(IAPA/IFEX) – The following is a 30 October 2003 IAPA press release: Miami (30 October 2003) – The Inter American Press Association (IAPA) condemns yesterday’s detention in Havana of journalist Claudia Márquez Linares, vice-president of De Cuba magazine, and fears that this action signals the beginning of a new wave of repression against the independent […]
(IAPA/IFEX) – The following is a 30 October 2003 IAPA press release:
Miami (30 October 2003) – The Inter American Press Association (IAPA) condemns yesterday’s detention in Havana of journalist Claudia Márquez Linares, vice-president of De Cuba magazine, and fears that this action signals the beginning of a new wave of repression against the independent press.
Márquez Linares was held for two hours and threatened by state security personnel, who warned that if she continued to publish De Cuba her fate could be the same as that of her husband, dissident Osvaldo Alfonso, who was sentenced to 18 years in prison in April. This would effectively leave her six-year-old son without parents.
Rafael Molina, president of the IAPA’s Committee on Freedom of the Press and Information, said that “evidently the Cuban government is not paying attention to the international reaction against the jailing of dissidents and independent journalists who have tried to exercise their right to express themselves and provide information without being censored.”
The 26-year-old Márquez Linares recently published the third issue of the bimonthly De Cuba. The issue’s 62 pages were dedicated to the dissidents imprisoned during the repressive actions that took place in March. De Cuba’s director, Ricardo González Alfonso, adviser Raúl Rivero and the magazine’s photography department head, Omar Rodríguez Saludes, are among those who were imprisoned.
Law 88, which has been in force since 1999, considers the dissemination of information that does not correspond to government standards to be a crime punishable by imprisonment.

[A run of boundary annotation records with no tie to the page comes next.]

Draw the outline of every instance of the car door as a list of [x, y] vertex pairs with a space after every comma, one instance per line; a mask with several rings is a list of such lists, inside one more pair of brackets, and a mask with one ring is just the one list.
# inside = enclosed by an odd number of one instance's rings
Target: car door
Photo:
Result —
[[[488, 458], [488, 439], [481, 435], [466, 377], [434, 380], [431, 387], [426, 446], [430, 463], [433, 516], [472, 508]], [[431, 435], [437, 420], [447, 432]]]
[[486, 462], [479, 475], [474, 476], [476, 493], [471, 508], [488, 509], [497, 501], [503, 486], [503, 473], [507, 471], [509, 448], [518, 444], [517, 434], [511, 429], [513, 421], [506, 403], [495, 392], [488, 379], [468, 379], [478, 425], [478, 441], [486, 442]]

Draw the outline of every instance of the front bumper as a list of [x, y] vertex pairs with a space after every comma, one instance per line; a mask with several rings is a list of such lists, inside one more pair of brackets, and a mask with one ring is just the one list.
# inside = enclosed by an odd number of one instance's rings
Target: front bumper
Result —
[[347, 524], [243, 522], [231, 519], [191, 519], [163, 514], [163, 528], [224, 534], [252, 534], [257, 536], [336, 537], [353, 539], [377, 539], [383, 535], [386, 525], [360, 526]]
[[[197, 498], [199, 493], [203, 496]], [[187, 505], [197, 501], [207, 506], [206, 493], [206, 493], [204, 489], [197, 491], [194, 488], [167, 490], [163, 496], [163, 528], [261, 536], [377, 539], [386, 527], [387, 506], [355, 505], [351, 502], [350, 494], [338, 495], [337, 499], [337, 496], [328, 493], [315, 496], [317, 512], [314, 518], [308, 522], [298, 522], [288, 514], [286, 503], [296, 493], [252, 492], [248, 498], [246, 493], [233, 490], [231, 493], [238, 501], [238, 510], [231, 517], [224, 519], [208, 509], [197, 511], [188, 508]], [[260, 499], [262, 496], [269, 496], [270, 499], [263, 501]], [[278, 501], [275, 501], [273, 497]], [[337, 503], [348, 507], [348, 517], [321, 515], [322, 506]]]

In statements to the press, Márquez Linares said, “This demonstrates the repressive and threatening stance of the Cuban government.” She further stated she was detained after publishing the issue about the prisons and that she is being threatened with 20 years in prison.
After expressing regret that publishing a magazine continues to lead to repressive actions against independent journalists, Molina, who is the director of the Dominican Republic-based magazine Ahora, blamed the government “for the continual harassment campaign against voices of opposition, which confirms the lack of fundamental liberties in the country.”
De Cuba began circulation in December 2002. The magazine is backed by the Manuel Márquez Sterling Society. This association, which is dedicated to providing journalistic training to independent journalists, is not recognized by the Cuban authorities.